EU confirms antitrust probe into Android apps, News Corp. attacks Google news scraping

By Roger Fingas

The European Commission and global media giant News Corp. on Monday confirmed separate actions against Google, with both factions suggesting that Google may be violating European regulations.

In a speech in Amsterdam the Commission's competition head, Margrethe Vestager, said that the organization was looking into Google's deals with Android phone makers and carriers -- specifically, whether requiring that certain Google apps be preloaded is hampering the market for upcoming apps, according to Bloomberg. Reuters noted that the Commission has already been investigating Android for about a year as a result of two earlier complaints, including concerns that Google was preventing device makers from creating and marketing competing versions of Android.
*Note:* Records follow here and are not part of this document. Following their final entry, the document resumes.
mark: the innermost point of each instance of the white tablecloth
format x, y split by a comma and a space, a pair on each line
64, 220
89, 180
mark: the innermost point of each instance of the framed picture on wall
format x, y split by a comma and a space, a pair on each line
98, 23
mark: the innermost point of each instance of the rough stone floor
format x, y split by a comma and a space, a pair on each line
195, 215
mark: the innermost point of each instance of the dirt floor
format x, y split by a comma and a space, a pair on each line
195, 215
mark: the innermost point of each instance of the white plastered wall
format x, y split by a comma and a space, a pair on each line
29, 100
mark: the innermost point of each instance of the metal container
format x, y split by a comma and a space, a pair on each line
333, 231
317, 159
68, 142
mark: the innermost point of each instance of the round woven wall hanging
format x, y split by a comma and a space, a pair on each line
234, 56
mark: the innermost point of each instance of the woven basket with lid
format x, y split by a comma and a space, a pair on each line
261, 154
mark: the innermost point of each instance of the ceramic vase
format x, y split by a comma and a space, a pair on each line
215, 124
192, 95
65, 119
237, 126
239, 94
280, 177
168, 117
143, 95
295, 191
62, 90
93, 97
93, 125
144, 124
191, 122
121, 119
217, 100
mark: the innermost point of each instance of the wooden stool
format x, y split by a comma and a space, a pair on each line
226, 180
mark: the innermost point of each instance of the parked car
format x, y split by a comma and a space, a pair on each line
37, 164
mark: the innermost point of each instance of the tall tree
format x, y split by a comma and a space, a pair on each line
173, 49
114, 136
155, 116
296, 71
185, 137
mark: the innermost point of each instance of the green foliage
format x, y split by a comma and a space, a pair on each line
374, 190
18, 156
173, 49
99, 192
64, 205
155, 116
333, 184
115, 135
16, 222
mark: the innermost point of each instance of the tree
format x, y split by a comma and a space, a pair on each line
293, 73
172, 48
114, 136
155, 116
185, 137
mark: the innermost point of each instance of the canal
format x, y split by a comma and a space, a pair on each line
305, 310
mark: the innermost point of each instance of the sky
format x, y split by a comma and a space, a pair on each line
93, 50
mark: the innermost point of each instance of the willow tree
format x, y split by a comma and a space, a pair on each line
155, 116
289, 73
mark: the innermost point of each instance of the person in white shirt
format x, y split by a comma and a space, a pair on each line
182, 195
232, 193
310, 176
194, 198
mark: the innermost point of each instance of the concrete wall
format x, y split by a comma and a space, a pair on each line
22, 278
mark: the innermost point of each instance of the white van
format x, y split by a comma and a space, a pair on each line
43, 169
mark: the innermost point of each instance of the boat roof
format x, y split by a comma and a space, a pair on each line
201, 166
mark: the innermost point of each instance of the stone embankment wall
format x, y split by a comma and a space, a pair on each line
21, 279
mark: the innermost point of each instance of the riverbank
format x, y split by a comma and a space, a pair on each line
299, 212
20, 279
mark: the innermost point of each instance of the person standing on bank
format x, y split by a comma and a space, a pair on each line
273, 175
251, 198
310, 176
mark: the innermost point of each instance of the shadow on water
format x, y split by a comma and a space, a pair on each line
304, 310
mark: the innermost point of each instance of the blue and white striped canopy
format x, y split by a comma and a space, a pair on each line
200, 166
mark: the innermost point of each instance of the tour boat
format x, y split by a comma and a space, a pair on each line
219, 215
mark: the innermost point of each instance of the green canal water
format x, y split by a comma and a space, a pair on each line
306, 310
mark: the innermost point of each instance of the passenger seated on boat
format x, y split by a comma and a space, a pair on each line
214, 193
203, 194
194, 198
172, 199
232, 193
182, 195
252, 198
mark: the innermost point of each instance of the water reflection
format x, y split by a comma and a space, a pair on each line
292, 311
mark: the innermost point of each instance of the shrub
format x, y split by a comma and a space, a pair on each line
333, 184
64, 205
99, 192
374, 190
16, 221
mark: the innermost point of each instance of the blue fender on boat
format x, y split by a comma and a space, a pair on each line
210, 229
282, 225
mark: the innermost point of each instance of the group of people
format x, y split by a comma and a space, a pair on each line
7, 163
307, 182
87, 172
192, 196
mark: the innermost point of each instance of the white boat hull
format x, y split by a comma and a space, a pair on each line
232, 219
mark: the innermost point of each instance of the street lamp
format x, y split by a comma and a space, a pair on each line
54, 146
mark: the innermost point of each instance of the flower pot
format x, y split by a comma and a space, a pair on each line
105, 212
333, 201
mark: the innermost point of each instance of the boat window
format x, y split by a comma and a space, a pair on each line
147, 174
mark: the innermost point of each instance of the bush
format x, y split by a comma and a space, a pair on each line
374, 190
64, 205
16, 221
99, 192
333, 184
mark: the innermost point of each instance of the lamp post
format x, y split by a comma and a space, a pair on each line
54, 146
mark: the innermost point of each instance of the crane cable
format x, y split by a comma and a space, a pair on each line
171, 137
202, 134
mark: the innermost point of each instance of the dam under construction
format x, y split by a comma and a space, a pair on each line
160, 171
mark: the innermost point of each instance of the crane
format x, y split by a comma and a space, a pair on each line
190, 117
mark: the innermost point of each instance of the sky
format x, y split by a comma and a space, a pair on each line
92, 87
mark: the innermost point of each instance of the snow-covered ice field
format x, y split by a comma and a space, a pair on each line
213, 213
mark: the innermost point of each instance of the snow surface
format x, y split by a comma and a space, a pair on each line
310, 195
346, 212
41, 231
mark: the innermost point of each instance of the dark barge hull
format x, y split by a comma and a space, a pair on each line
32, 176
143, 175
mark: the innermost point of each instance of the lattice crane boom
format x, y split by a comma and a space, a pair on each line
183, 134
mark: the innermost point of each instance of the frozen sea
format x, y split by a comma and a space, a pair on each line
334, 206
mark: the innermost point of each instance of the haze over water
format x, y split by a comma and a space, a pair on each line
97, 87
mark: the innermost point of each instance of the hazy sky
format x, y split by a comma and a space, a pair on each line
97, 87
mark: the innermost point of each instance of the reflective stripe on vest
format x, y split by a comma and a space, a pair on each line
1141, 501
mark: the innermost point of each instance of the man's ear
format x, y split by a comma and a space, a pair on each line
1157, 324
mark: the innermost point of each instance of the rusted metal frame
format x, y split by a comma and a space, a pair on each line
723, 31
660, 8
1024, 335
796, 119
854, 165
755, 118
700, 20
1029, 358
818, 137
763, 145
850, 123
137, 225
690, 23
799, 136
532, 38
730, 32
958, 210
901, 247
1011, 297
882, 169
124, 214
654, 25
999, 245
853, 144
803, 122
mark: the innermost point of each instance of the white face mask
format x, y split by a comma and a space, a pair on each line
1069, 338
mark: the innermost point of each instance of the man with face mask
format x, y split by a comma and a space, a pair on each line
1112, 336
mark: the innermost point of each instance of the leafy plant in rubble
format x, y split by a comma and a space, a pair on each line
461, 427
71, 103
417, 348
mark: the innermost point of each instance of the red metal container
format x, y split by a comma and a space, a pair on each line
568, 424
Meanwhile, Commission spokesman Ricardo Cardoso on Monday confirmed a complaint from News Corp. that it will begin to assess. While neither News Corp. nor the Commission have provided any formal details, a Bloomberg source suggested that the issue is the combination of Google's search engine and Google News, which by scraping information allegedly deters people from visiting news websites and generating ad revenue.

News Corp. owns a number of major news sites around the world, including the Wall Street Journal and the New York Post in the U.S., Britain's The Times, and Australia's news.com.au. Even though publications like the Journal nominally hide their full content behind a paywall, Google's rules stipulate that articles must be available to scrape, and indeed it's possible to bypass the Journal's paywall by manually searching for an article's headline.